Shape by Boykey and Kate Sidley is not there just yet and play may need some “tweaking-plus”, writes Denis Beckett.
A decade ago Defending the Caveman was a remarkable Joburg stage show - proof that pale persons could still find the town of which they’d been 99 percent of residents for 95 percent of its life. Now they were foreigners, except around the corner of Beit and Sivewright where night after night, hundreds and hundreds of nights, the walls of the ancient Alhambra Theatre flexed and heaved to accommodate the laughter inside. Now I wonder: might Caveman’s successor have been born?
Last week the Auto & General Theatre on the Square launched Shape, by Boykey and Kate Sidley. Many times, memories of Caveman hopped into mind, partly the laugh rate and partly the subject matter. This was us taking the mick out of us, the people in the audience were the people on the stage, homegrown to the endth (indeed rather more than adapted Caveman).
Moreover, it wasn’t just the mick, it was spearing and punching and injuring, too, on ego and vulnerability and aloneness and the gap between where our lives are at and where our schedule had placed them.
On the R-word Race, too, where I’d have expected something along the lines I ride on, that you cope with race by ignoring race. No; different and more nuanced in interesting ways headed by a black man’s outrage at being expected to fit in a colour-coded box. In this and other arenas, Shape steps beyond Caveman - laugh.laugh.chunk-of-thought.laugh.whole-new-thought.laugh.
Now I come to the However.
To write for public consumption, in my view, your first duty is to the person whose time and attention you are claiming, not the people who you are writing about, friends as they may be. You inform your reader as best you can, entertain your reader as best you can, but certainly never deceive your reader.
Not for nothing does Shape conjure up a possible replication of the most successful theatre on record. But it’s not there yet. Lumpy bits, tailings-away and character-conflicts intrude and in this punter’s mind there’s not just tweaking to be done but tweaking-plus, along with the surely impending review of the ambitious device of a loudly absent participant.
I suppose no word clunks the soul of a brand-new playwright (why isn’t that word “playwrite”?) worse than the word “tweak”. In the end, though, it’s more useful than the longed-for word “perfect”. Just reminding.
* * *
The first thing I liked about Boris Gorelik’s book was its unlikelihood. An account of Russia’s links to the Cape Colony being launched in Joburg in 2016 by an outfit called the Van Riebeeck Society seemed to have escaped from Monty Python. That’s how I got to the launch of An Entirely Different World. I came to query. I stayed to cheer.

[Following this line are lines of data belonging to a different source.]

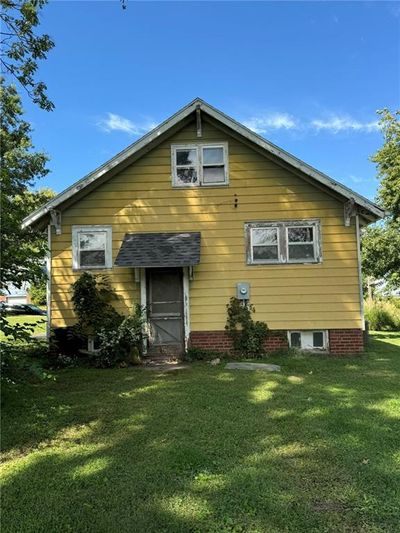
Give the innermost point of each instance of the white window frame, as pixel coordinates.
(264, 261)
(199, 164)
(304, 333)
(76, 231)
(283, 241)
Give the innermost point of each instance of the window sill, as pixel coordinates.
(83, 269)
(288, 263)
(222, 186)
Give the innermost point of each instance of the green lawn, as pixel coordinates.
(313, 449)
(38, 322)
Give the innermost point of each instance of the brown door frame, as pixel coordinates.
(165, 348)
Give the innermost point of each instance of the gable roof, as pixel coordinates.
(166, 128)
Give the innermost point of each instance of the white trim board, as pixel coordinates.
(145, 143)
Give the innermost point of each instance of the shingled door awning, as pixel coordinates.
(149, 250)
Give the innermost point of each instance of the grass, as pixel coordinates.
(38, 322)
(313, 449)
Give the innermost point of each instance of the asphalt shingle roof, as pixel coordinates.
(159, 250)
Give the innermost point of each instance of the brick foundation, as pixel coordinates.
(346, 341)
(220, 341)
(341, 341)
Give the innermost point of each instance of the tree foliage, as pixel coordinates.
(22, 48)
(381, 242)
(22, 250)
(387, 160)
(381, 253)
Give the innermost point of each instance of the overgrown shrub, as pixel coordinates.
(92, 297)
(122, 344)
(38, 293)
(247, 335)
(382, 315)
(67, 341)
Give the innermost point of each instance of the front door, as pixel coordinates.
(165, 311)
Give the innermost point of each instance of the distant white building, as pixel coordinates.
(15, 295)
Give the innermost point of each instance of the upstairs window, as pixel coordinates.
(92, 247)
(204, 165)
(283, 242)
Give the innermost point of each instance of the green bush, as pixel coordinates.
(122, 344)
(247, 335)
(382, 315)
(38, 293)
(91, 298)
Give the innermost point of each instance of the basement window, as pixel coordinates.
(91, 247)
(283, 242)
(308, 340)
(200, 165)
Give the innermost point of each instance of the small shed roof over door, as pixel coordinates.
(150, 250)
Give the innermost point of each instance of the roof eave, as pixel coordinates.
(175, 119)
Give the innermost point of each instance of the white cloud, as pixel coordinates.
(341, 123)
(114, 122)
(271, 121)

Cheered Boris, heartily. I’d cheer him anyway for appearing from afar and deciding that South Africa is where he wants to be. I cheer him more for what he adds. Boris started with a biography of our most famous Russian, Tretchikoff, and has now assembled the records of several Russian visitors in the 1800s. He picks out a magnificent collection of unexpected perspectives - on the Dutch versus the English, for instance; the Russians had no horse in that race and are sublimely caustic about both - and blends them with vigour that’s a knockout in its own right.
Cheered the Van Riebeeck Society, too, astonished to have not yet met it in its 98 years of publishing “primary texts of Africana that might otherwise be lost to posterity”. It’s done a book a year, in Xhosa, too, on the strength of members who pay the price of a good lunch once a year to keep history alive. Unsung heroes.
* Beckett is a writer and journalist
** The views expressed here are not necessarily those of Independent Media.